Members had to remove their golf gear from lockers when the club closed on March 21, just as it was warming up for the summer season.

Huntly Golf Club committee members David Morrison (left) and Trevor Buckley. Picture: Daniel Forsyth.
Huntly Golf Club committee members David Morrison (left) and Trevor Buckley. Picture: Daniel Forsyth.

The golf course was closed up until six weeks ago. The club bar opened two weeks ago, with a new covered beer garden. The clubhouse is operating a two-metre social distancing policy indoors, rather than the required one metre.

The greenkeeper was taken off furlough after three weeks to keep up maintenance on the well-regarded course.

Mr Buckley added: "It is unfortunate that a lot of clubs will go to the ground – the smaller clubs out in the country that maybe haven't got bar or catering facilities that we have."

It has been all go for hairdresser Cassie McWilliam since reopening on July 15, with her beauty rooms reopening a week later.

Cassie McWilliam, owner of Cassie's hairdressers in Huntly's Bogie Street. Picture: Daniel Forsyth.
Cassie McWilliam, owner of Cassie's hairdressers in Huntly's Bogie Street.
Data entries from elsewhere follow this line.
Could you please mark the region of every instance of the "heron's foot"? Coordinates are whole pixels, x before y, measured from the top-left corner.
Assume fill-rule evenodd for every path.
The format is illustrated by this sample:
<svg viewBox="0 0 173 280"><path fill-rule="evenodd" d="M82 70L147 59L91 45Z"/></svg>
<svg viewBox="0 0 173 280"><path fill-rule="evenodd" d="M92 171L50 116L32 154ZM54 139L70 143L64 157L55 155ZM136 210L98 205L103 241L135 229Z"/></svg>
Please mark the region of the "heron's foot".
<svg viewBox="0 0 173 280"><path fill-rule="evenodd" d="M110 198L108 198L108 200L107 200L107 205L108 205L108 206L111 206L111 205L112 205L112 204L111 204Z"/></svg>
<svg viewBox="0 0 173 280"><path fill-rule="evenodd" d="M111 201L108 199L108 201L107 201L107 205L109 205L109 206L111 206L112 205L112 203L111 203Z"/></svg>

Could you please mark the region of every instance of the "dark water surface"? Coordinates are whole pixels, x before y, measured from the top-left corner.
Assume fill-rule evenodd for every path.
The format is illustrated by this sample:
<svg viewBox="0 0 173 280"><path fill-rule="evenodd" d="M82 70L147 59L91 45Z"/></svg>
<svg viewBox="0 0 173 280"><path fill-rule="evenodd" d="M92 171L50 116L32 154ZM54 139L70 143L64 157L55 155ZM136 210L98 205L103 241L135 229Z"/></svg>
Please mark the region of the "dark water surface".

Picture: Daniel Forsyth.

She has run Cassie's on Bogie Street for nearly nine years, and said lockdown was the perfect opportunity to carry out a shop refurbishment.

She said: "We've been kept going. The appointments book is full until mid-August."

Elizabeth Morrison, who runs the private Huntly Kindergarten on Steven Road, reopened with a new outdoor play area on July 15 after being closed since March 24.

The nursery is registered for 50 children and normally provides before and after-school care. At the moment it looks after between 12 to 15 children a day, operating at reduced capacity to keep children in bubbles. It is open 8am-5.30pm, four days a week.

Mrs Morrison said: "The children were so excited to get back. One wee one fell and skinned her knees running getting into the place, she was so excited.

"There was a lot of hard work in the background to get reopened – a lot of risk assessments.

"We are hoping that by the beginning of August we can increase our capacity and hours."

She added: "But going forward, we can't expect everyone to work from home. The out-of-school care has to be there.

"There's a lot to be juggled in the next few weeks and it's being left to the wire."